Miao Chih-shan [苗之珊] vient de se faire connaître avec ce qu’elle a baptisé le « projet des chambres à coucher ». Elle n’est pourtant pas nouvelle en matière de photographie. Elle a simplement mis du temps à trouver sa voie dans ce domaine. Très technique dans son approche qu’elle a débutée au début des années 90, elle tâtonne longuement, abandonne même puis s’y remet « à cause de [sa] fascination pour les gens », et décide de se consacrer au portrait, une technique qui, dès qu’elle sort du studio de photo, se révèle difficile.

Avec ce projet débuté en 2010, elle utilise la photographie pour tenter de regarder l’autre dans sa vérité, le plus simplement et naturellement possible. Elle travaille particulièrement sa relation avec ses modèles pour obtenir ces portraits sans fard. « Ce que je veux éviter, c’est que mes modèles pensent que j’utilise leur image pour me mettre en valeur en tant que photographe », explique-t-elle avec tact, avouant qu’elle abandonne le projet à la moindre hésitation de la personne sollicitée, soit une fois sur deux en moyenne. « J’ai besoin d’une totale adhésion de mes sujets0. »

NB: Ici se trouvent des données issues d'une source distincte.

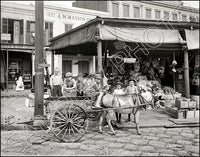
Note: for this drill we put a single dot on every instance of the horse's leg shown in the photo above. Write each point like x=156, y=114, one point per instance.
x=136, y=121
x=110, y=126
x=117, y=117
x=109, y=115
x=120, y=115
x=100, y=123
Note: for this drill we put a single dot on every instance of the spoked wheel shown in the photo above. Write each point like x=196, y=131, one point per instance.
x=69, y=123
x=94, y=115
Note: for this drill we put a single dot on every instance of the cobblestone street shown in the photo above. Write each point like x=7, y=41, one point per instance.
x=152, y=142
x=157, y=141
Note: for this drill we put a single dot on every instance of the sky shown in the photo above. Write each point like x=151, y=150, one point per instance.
x=191, y=3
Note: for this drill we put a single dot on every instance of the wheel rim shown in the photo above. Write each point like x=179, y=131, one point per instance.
x=69, y=123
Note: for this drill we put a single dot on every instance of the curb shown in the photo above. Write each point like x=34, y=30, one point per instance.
x=93, y=124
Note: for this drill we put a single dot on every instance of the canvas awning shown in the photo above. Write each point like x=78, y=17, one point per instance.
x=141, y=35
x=128, y=30
x=192, y=38
x=108, y=33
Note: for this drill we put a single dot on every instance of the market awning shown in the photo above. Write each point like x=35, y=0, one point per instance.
x=165, y=34
x=141, y=35
x=192, y=38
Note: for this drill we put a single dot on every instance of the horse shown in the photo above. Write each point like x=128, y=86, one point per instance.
x=127, y=103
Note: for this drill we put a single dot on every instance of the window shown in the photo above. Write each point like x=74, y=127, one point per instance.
x=14, y=28
x=126, y=10
x=68, y=27
x=192, y=19
x=49, y=27
x=174, y=17
x=184, y=17
x=136, y=12
x=166, y=16
x=148, y=13
x=115, y=10
x=157, y=14
x=30, y=30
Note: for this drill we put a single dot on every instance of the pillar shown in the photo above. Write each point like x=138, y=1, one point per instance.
x=94, y=64
x=7, y=59
x=39, y=69
x=186, y=74
x=99, y=56
x=52, y=62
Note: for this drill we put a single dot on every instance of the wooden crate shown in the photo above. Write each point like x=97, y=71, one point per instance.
x=189, y=114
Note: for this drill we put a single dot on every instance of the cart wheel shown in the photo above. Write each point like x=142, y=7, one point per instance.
x=69, y=123
x=94, y=115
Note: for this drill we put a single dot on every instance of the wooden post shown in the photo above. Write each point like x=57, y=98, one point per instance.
x=7, y=69
x=94, y=64
x=174, y=57
x=99, y=54
x=186, y=74
x=39, y=70
x=52, y=62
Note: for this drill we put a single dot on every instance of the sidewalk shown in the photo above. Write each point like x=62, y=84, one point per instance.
x=13, y=104
x=13, y=93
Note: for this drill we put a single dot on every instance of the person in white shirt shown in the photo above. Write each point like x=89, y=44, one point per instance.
x=56, y=83
x=118, y=91
x=131, y=89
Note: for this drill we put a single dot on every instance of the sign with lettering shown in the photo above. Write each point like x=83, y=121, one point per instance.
x=5, y=36
x=67, y=16
x=129, y=60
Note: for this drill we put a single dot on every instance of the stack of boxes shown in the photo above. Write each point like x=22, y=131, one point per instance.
x=183, y=108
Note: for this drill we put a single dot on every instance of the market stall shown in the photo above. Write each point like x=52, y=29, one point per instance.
x=161, y=42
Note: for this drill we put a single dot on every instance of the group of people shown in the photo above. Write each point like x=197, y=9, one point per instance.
x=83, y=85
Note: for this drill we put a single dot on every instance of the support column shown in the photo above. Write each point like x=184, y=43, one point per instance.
x=39, y=69
x=7, y=59
x=99, y=54
x=94, y=64
x=174, y=58
x=186, y=74
x=52, y=62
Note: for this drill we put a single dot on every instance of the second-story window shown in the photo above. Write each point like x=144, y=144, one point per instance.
x=174, y=17
x=192, y=19
x=14, y=28
x=136, y=12
x=30, y=32
x=49, y=27
x=166, y=16
x=115, y=10
x=184, y=17
x=148, y=13
x=125, y=10
x=68, y=27
x=157, y=14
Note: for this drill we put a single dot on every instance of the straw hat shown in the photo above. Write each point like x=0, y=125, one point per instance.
x=98, y=76
x=69, y=74
x=56, y=69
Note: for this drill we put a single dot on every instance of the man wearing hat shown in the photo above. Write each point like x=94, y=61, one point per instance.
x=69, y=85
x=56, y=83
x=101, y=87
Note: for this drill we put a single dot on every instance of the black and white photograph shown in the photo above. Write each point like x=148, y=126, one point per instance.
x=100, y=78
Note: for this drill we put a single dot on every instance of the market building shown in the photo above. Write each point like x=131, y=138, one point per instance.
x=150, y=10
x=17, y=39
x=117, y=42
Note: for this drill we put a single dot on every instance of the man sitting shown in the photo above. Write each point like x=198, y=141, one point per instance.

« J’ai beaucoup plus de facilités avec les femmes qu’avec les hommes grâce à la relation amicale et une certaine forme de complicité que je développe avec elles. Elles ont l’habitude de soigner leur image et n’ont pas peur de l’objectif, à l’inverse des hommes qui sont beaucoup plus réticents de ce point de vue », raconte Miao Chih-shan, qui a toutefois veillé à l’équilibre des sexes dans son projet : 15 hommes et 15 femmes, vivant dans différentes régions de l’île. « Je ne sollicite que des célibataires d’abord parce qu’ils sont plus disponibles, mais surtout parce que leur chambre à coucher est parfois encore liée à leur enfance ou alors reflète très bien leur personnalité parce quelle n’est pas partagée par un conjoint. Elle est surtout tellement révélatrice de leur mode de vie, de leur style et donne un éclairage parfois surprenant sur une dimension intérieure souvent différente de leur personnage social, poursuit-elle. Ils sont tous salariés, bien insérés à différents niveaux de la société, avec des fonctions parfois importantes. » Ces images sont donc une véritable fenêtre ouverte sur la société taiwanaise et sur des aspects qui sont rarement vus ou montrés. 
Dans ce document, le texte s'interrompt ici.